Fractional executives  are professionals who offer their management services to organizations on a for-hire, part-time basis. These executives typically have extensive experience in a business environment in roles such as chairperson, owner, CxO, senior vice president, vice president, or director. Their skills can be focused in one discipline or be more broad-based, depending on their experience.

Overview
Fractional executives may work as independent consultants or as part of a consulting firm. However, they are not consultants in the classical sense, because they take an active leadership or management role in the company that hires them, implementing changes and leading the organization just as their permanent counterpart would. They are hired on a project basis, a time-limited basis, or in some cases, on retainer, but they do not work full-time for any particular organization.

They may also be known as an interim executive, contract executive, part-time executive, temporary executive, fractional business executive, on-demand executive or executive-as-a-service.

The advantages of hiring such professionals is their experience and that they do not require a full-time position. While fractional executives are highly skilled within their area(s) of expertise, they may require time to get acclimated to new industries.

Fractional management is in the end a particular declination of interim and temporary management originated by the demand coming from small entrepreneurial companies (less than US$10 million), for which a classical temporary manager may be redundant.

Specific definition and application cases have been discussed in a congress organized by the Italian HR Directors Association (AIDP) and the Italian Chief Financial Officers Association (ANDAF).

A couple of examples of specifically named Fractional Executives are Fractional CIO, Fractional CMO, Fractional CEO, Fractional Sales Manager, VP of Sales, or CSO, Fractional CFO.

The concept has gained increasing popularity as companies seek to optimize their use of resources and bring in highly skilled leaders as needed.

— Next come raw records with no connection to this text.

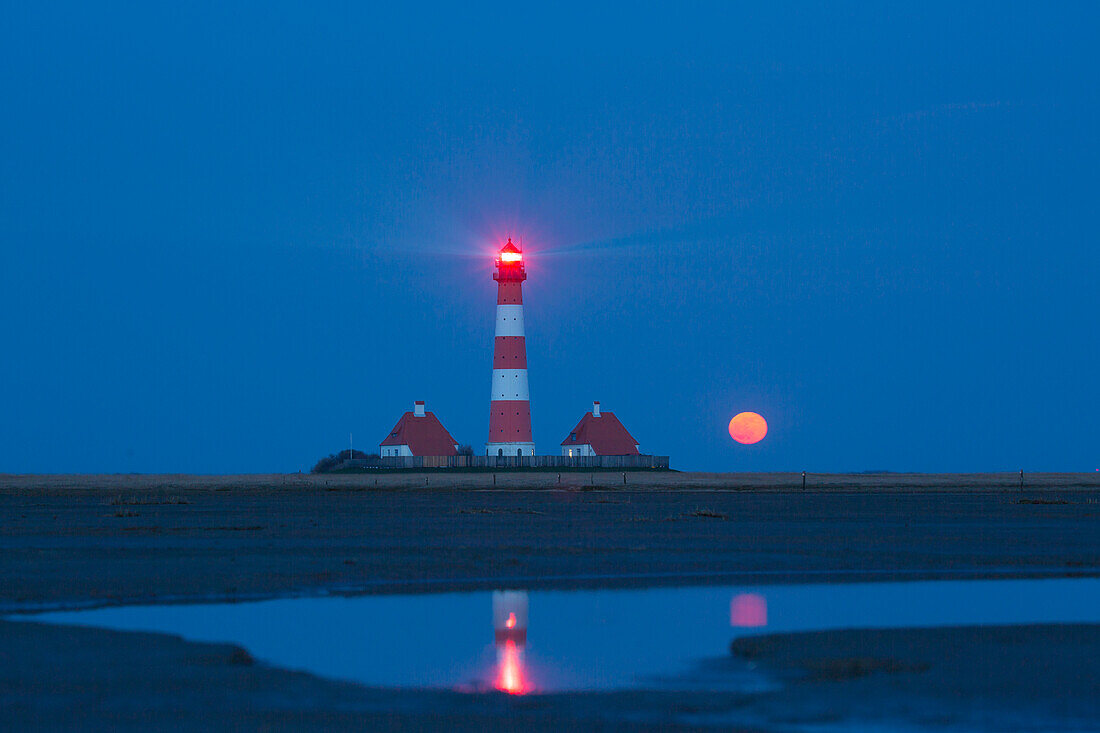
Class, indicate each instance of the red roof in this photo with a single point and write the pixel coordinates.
(605, 434)
(425, 436)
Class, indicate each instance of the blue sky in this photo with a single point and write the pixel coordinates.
(232, 233)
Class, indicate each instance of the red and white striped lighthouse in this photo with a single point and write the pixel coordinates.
(509, 417)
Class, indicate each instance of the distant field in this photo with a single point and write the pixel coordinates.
(572, 479)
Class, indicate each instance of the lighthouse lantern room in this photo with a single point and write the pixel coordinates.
(509, 420)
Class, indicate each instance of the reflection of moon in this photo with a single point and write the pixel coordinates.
(748, 428)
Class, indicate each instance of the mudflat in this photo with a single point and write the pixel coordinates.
(78, 540)
(69, 542)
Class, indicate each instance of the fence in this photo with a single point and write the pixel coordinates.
(660, 462)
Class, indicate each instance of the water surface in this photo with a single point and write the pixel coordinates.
(593, 639)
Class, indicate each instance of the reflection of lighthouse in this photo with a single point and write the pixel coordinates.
(509, 628)
(509, 417)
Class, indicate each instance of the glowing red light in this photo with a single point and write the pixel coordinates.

One notable example of the success of the fractional executive model is A-team, a fractional executive platform. In 2022, A-team announced that it had raised $60 million in funding from a group of investors led by Tiger Global and including Jay-Z's Marcy Venture Partners, indicating that the fractional executive model is gaining recognition as a legitimate and valuable approach to business leadership.  Other Marketplaces in the Fractional Executive space include Shiny and Continuum which raised US$12M in funding.

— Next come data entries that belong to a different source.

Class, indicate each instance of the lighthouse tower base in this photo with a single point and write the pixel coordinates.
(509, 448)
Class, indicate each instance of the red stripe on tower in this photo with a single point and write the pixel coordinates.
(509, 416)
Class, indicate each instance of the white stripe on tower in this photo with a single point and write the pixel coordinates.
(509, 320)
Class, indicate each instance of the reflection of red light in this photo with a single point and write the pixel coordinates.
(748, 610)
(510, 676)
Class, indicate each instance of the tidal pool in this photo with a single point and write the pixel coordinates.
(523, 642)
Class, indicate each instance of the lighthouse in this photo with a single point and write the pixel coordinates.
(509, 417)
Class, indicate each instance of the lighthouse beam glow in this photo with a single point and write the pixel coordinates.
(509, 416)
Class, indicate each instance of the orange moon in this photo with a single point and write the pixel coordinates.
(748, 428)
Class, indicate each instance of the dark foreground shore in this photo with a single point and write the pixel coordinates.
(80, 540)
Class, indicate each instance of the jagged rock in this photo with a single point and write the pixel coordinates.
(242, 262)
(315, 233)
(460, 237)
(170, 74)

Furthermore, an emerging global community of fractional executives has developed, with communities like The Fractional Executive providing resources and networking opportunities for fractional executives from around the world. These communities also offer access to job listings, industry events, and educational opportunities.

The fractional executive model is expected to continue growing in popularity as companies seek to optimize their resources and bring in specialized expertise on a flexible basis. With the support of major investors and the emergence of global communities, fractional executives are set to play an increasingly important role in the business world in the years to come.